Got a little work done today on the b60. I have all my foam cut for the false floors and stringers and got them glued/filleted and glassed. It's either raining or cold here so this is the first chance I've had to do any glass work. Im hoping to have the floors and front/rear bulk heads done soon to give some rigity to the hull. then I'll be grinding out the old side foam boxes. Feels good to finally be making some progress and not just be grinding gelcoat haha


----------



## albrighty_then (Jan 11, 2017)

Inching away but making progress, got the floors glassed in today, next step will be front and rear bulkheads. Then I'll be removing the side boxes. Glad to be seening some stuff get done!


----------



## yobata (Jul 14, 2015)

Are you going to end up with a high spot in the middle where those panels are?


----------



## albrighty_then (Jan 11, 2017)

Yes unfortunately, I'm toying with the idea of leveling it out but it would take alot of epoxy or some kind of putty which would be expensive. Any idea of another way to?


----------



## albrighty_then (Jan 11, 2017)

yobata said:


> Are you going to end up with a high spot in the middle where those panels are?

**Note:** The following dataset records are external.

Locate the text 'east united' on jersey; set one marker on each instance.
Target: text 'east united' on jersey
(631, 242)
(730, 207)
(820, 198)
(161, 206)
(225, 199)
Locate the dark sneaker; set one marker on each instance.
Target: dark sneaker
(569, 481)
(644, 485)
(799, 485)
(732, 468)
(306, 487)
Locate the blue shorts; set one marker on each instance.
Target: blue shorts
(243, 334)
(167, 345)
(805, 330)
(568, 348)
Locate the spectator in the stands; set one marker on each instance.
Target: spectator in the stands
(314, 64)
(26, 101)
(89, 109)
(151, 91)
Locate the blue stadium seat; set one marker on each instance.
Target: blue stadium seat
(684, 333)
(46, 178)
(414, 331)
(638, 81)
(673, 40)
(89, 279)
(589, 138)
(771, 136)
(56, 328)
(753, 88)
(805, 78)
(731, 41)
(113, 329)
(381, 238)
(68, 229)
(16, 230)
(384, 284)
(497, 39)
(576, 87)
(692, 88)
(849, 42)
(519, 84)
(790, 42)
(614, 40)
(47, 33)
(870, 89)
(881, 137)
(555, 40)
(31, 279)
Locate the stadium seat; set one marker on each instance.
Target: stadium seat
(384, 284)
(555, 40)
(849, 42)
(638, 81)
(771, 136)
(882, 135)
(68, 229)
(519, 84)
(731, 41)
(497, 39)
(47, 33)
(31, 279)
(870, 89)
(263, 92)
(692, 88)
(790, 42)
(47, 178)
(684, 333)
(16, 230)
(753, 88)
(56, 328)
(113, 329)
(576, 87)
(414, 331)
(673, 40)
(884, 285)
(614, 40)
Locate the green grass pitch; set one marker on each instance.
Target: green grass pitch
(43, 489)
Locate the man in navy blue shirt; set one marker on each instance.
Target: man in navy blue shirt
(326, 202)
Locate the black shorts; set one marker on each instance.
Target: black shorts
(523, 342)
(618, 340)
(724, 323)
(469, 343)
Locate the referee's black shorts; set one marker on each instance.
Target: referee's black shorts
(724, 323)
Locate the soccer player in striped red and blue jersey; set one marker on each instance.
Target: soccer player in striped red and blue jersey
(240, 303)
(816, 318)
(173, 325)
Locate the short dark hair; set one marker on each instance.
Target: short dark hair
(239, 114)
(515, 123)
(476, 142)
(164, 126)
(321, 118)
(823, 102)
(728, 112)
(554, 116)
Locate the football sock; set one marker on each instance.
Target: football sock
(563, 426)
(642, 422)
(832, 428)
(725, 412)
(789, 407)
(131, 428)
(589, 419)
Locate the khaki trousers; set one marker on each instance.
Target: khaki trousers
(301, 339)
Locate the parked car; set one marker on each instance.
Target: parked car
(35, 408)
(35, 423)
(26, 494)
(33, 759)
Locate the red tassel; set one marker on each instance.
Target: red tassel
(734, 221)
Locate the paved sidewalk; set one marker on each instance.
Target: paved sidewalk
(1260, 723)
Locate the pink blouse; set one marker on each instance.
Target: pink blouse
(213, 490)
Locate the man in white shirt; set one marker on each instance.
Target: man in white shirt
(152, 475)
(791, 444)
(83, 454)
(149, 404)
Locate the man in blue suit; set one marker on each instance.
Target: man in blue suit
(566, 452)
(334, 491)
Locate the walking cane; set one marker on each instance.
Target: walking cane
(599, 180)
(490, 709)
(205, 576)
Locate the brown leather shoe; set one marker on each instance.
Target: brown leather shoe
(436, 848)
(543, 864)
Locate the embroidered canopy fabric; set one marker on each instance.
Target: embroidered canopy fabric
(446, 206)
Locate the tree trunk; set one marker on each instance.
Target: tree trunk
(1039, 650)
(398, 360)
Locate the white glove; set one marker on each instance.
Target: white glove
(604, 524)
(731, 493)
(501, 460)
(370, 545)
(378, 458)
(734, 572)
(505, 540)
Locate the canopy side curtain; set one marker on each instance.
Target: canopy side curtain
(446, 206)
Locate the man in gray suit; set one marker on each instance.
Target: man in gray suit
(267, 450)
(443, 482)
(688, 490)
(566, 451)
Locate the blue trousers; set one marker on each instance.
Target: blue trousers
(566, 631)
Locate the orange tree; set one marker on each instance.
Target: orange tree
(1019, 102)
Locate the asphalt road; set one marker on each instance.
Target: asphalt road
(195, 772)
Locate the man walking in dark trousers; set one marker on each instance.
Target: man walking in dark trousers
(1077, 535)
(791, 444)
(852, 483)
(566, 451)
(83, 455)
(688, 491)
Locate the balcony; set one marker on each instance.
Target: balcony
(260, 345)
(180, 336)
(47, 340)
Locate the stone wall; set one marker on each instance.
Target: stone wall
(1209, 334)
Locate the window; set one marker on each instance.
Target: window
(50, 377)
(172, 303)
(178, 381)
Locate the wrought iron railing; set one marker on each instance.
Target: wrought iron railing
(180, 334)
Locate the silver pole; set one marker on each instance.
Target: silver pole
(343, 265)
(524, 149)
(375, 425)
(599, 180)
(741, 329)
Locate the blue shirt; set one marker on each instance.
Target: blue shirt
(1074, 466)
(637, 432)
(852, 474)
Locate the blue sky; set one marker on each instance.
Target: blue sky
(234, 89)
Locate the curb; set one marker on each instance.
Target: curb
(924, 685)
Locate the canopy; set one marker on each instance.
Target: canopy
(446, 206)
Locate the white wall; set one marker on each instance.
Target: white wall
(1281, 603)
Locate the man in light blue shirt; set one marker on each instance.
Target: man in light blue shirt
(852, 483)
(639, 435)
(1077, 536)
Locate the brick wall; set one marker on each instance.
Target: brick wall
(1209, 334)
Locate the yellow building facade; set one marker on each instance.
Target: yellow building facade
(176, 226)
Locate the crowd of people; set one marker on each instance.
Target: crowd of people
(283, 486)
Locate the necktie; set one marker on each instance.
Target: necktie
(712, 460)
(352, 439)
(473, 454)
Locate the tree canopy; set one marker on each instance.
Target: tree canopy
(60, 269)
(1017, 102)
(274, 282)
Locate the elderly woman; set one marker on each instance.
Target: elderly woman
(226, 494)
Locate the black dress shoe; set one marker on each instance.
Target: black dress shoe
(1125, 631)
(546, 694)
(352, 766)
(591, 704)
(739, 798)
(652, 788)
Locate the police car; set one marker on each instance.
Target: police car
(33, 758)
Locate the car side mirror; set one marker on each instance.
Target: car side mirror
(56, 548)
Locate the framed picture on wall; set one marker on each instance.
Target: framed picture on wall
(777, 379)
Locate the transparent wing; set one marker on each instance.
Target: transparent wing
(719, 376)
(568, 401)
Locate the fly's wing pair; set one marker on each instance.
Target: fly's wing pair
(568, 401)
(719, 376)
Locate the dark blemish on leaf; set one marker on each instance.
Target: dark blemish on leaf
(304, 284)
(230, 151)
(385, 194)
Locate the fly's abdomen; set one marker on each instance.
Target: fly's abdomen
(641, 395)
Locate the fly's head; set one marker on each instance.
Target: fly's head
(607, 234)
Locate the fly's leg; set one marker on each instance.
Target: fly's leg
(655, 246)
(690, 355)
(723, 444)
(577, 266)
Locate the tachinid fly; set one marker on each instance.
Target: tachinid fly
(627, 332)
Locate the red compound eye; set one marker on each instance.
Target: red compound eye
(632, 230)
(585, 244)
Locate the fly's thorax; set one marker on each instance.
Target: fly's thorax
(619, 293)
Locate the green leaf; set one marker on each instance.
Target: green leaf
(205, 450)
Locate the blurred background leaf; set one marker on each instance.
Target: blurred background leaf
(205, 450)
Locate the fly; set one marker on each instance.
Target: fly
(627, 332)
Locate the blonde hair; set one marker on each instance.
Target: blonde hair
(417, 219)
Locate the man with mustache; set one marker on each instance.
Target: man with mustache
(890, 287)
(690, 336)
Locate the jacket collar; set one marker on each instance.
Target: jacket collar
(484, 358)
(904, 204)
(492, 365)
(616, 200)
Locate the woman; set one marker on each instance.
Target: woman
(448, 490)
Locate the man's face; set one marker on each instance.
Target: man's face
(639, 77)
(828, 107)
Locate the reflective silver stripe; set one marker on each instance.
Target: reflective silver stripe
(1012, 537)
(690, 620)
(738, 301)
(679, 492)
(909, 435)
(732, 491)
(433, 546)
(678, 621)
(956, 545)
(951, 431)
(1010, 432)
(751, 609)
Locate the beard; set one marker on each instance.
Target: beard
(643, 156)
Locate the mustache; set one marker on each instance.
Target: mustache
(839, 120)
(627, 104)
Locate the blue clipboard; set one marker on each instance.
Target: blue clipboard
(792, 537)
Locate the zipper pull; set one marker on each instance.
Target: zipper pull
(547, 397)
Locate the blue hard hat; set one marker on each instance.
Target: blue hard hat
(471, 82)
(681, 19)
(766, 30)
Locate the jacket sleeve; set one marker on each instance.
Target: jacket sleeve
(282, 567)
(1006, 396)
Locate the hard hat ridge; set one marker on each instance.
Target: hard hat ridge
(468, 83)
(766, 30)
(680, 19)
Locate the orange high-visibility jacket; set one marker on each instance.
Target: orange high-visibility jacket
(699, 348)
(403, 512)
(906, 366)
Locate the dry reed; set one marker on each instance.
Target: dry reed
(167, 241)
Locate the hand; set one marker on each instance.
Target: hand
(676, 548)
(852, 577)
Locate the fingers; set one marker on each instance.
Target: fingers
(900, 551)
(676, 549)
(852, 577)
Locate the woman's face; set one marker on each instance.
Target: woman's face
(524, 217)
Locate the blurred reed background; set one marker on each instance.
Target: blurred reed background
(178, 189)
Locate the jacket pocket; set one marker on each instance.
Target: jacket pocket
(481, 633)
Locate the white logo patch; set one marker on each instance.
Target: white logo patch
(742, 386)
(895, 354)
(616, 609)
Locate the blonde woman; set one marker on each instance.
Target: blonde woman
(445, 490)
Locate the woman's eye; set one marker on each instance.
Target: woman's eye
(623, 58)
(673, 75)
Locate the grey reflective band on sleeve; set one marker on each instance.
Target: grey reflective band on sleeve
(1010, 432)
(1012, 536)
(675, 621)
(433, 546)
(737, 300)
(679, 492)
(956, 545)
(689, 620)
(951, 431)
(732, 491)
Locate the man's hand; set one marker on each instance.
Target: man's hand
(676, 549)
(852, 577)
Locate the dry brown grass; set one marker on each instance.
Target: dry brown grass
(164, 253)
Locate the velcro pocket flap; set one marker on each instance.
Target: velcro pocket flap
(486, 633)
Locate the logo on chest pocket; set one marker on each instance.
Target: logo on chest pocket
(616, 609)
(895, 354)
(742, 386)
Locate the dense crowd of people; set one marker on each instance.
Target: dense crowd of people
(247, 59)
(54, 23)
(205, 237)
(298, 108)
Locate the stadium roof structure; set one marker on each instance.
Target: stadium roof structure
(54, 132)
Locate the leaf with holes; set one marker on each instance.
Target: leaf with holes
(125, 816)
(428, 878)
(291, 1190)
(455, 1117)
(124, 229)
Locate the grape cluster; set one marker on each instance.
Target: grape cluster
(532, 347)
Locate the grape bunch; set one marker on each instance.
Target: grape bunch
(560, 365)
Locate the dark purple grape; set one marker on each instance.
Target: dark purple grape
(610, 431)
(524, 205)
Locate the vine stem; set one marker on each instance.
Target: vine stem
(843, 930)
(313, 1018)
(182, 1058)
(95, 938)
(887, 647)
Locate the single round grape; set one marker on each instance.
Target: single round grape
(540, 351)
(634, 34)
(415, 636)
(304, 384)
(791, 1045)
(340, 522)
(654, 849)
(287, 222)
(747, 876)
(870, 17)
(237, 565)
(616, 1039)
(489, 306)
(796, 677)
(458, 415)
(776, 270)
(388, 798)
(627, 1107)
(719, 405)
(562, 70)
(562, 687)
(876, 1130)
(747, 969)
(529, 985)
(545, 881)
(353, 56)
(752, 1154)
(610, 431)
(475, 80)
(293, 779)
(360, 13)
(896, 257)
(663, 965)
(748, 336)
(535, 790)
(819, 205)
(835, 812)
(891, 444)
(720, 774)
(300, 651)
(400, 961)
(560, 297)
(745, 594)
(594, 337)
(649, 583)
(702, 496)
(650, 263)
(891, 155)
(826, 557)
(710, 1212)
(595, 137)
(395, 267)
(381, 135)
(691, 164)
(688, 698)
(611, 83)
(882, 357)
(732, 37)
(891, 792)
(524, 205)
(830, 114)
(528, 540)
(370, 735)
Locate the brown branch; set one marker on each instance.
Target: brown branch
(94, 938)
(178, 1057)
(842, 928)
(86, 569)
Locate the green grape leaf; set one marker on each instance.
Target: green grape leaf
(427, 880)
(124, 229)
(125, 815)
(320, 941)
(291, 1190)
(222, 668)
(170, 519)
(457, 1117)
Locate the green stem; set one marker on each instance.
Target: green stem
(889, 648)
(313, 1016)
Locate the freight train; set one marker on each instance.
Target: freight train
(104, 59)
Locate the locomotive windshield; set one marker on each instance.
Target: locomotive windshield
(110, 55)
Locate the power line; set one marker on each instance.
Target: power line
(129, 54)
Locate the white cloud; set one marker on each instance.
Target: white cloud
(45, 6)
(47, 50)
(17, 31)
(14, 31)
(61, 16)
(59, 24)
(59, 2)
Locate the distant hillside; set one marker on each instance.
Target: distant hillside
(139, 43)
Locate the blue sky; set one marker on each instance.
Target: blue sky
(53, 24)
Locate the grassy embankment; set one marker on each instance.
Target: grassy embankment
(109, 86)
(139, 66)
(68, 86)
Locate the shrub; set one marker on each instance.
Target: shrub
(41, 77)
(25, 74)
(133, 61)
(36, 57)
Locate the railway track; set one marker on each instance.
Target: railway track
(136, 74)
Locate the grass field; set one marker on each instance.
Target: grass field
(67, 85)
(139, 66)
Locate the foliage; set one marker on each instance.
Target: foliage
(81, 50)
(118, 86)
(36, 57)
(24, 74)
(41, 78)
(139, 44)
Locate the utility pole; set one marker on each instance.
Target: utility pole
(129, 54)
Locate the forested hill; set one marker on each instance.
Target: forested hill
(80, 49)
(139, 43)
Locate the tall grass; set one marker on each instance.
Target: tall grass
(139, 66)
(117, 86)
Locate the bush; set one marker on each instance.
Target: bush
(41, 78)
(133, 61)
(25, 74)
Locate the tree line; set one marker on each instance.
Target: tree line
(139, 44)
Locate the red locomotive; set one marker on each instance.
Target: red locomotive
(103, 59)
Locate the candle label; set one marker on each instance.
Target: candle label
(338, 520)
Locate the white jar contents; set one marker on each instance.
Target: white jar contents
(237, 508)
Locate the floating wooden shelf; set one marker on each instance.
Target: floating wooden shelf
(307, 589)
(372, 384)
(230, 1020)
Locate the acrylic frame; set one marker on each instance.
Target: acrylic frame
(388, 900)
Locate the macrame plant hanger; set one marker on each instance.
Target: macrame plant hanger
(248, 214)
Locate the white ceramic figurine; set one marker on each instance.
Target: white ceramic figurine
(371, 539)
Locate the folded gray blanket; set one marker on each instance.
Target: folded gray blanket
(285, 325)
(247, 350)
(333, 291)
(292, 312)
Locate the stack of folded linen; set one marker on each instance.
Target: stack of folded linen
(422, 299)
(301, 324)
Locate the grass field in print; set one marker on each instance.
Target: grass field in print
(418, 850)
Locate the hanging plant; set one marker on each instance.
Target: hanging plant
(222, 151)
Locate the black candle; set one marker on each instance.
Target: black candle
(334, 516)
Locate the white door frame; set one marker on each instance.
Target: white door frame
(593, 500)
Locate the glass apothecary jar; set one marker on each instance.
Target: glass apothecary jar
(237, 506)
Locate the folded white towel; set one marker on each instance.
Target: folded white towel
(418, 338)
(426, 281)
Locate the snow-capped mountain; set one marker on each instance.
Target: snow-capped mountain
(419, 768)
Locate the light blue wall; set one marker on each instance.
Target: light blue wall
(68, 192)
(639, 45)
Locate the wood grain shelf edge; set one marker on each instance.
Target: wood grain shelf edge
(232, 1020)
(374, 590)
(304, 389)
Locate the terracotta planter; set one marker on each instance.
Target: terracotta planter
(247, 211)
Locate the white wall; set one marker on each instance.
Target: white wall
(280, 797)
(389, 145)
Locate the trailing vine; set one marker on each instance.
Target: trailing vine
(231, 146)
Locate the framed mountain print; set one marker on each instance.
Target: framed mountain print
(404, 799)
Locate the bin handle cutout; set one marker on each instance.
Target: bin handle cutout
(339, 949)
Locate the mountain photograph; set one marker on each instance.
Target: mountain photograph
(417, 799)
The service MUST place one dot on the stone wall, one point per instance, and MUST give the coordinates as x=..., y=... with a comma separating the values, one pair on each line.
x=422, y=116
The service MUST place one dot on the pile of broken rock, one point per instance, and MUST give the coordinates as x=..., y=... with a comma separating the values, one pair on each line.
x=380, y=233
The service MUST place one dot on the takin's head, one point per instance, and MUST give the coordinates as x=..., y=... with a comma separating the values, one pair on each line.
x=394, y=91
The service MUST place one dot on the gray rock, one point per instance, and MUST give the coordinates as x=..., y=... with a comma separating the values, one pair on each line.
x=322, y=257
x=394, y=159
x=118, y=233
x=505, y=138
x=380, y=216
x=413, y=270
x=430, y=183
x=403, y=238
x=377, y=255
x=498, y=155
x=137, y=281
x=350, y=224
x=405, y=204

Since im putting tuff coat on the floors I was thinking I'd lay some kind of filler in those angles under the tuff coat to give it a more level look. I used 3/4 in foam 1/2 or 3/8 would have looked better in hindsight lol


----------



## Flatbroke426 (May 5, 2018)

Question for you. Did you allow a way for water to escape down the hull if it gets in under the deck?


----------



## albrighty_then (Jan 11, 2017)

Flatbroke426 said:


> Question for you. Did you allow a way for water to escape down the hull if it gets in under the deck?


No I didn't, I figured if I completely sealed it I wouldn't have that problem.


----------



## SOUGNIP (May 11, 2018)

albrighty_then said:


> No I didn't, I figured if I completely sealed it I wouldn't have that problem.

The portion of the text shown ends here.